Dwight is super quick, so as soon as he gets a little behind the guy in front of me, it’s over. I just got to mix it up. If they’re too back, I got to look for myself. And if I make one, they’re going to guard me the second time, so the lob is going to be open. Or if it’s the lob [first], then I get my layup.

I read it, because after the pick-and-roll, I know my guy is done. They’re going over. So I read the big guy.

And is that just years of experience?

Yeah. That’s experience. I’ve been running the pick-and-roll since my second year with Avery Johnson. And every time I go in the game, as soon as I get in the game, the first play is a pick-and-roll for me. Over the years, I’ve just gotten better and better at it.

Are you trying to pass that on to these other guys?

Oh, no question. Brunson can be really good. He’s got the body. And Luka is just big, man. So I don’t have to do too much with him.

But the thing I’ve learned, like I told the young guys, it’s the setup. If I want to go right, I got to do something going left first. Anything. Look left, pump fake left, spin move left, and then go right.

Where is Puerto Rico at in its recovery?

It’s taking some time. It’s still a lot of work … streets, electricity. We were not doing that good before the hurricane, so the hurricane really hit us and it went all the way down.

It must be frustrating, because you’ve done so much, and there’s still so much more to do.

Yeah. And we had the politics problem.
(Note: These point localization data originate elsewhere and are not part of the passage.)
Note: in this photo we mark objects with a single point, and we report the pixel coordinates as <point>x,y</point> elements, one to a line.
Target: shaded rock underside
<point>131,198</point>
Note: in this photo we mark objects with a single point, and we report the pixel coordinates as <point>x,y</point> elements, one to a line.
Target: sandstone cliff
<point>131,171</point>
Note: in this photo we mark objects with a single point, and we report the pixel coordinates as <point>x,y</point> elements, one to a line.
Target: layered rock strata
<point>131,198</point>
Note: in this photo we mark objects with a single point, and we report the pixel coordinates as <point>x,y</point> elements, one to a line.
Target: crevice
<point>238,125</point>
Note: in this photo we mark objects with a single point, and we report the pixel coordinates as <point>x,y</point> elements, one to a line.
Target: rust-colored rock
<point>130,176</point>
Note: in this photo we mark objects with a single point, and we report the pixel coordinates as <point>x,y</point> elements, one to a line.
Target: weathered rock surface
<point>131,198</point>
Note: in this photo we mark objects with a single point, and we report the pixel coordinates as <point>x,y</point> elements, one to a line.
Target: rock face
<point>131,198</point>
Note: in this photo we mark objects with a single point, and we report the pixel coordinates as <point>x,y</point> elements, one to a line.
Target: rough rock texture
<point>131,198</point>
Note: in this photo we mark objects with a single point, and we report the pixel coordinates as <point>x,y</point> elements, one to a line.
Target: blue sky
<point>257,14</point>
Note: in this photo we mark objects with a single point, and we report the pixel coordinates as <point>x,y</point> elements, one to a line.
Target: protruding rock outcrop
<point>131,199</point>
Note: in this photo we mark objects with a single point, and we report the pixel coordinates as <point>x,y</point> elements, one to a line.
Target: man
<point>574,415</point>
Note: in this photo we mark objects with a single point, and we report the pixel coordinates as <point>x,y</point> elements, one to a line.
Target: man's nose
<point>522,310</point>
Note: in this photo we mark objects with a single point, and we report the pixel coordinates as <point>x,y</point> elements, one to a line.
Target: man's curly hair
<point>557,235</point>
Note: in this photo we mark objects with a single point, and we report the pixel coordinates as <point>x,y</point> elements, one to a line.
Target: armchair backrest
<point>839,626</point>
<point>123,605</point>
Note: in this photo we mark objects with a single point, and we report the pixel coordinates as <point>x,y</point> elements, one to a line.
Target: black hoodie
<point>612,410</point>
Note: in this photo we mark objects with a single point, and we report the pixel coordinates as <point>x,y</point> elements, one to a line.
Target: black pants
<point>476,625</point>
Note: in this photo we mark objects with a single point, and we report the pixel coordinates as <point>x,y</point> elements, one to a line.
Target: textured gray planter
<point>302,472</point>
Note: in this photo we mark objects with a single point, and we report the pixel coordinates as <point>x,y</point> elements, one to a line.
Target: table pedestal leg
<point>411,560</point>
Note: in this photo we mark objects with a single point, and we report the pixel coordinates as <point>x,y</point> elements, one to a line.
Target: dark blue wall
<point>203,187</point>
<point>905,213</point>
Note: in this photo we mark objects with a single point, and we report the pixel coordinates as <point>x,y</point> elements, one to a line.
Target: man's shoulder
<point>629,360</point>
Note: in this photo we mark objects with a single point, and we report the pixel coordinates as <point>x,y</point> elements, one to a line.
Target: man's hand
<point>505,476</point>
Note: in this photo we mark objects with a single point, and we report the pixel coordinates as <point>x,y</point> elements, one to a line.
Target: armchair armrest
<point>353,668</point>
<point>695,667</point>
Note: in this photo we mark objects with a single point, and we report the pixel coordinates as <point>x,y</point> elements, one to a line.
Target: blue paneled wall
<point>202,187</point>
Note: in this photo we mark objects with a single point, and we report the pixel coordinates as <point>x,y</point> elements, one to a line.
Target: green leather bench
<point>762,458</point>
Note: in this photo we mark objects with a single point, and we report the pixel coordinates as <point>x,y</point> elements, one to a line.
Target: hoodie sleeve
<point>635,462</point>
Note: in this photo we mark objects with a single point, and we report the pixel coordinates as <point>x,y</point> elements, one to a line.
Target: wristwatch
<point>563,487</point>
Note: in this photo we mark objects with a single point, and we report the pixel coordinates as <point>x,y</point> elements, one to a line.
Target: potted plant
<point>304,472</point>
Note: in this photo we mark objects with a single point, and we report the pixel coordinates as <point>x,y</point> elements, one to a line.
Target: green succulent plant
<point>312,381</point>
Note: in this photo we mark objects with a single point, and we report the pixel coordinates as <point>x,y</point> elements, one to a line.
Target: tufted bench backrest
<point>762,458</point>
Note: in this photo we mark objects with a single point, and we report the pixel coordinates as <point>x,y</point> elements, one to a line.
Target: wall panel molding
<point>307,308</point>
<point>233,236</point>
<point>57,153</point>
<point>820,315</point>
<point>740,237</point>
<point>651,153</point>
They were stealing a lot of money for years. But the hurricane, what it did, I think it woke up people that we need to get a little bit better. But we’re delayed. We’re like 10, 20 years delayed.

And you’re still pushing forward?

My foundation is doing a good job. We stopped the sports [work] for a minute, but now we went back to sports. My foundation is doing basketball courts at public schools. That’s our biggest project. So we just keep helping where we can.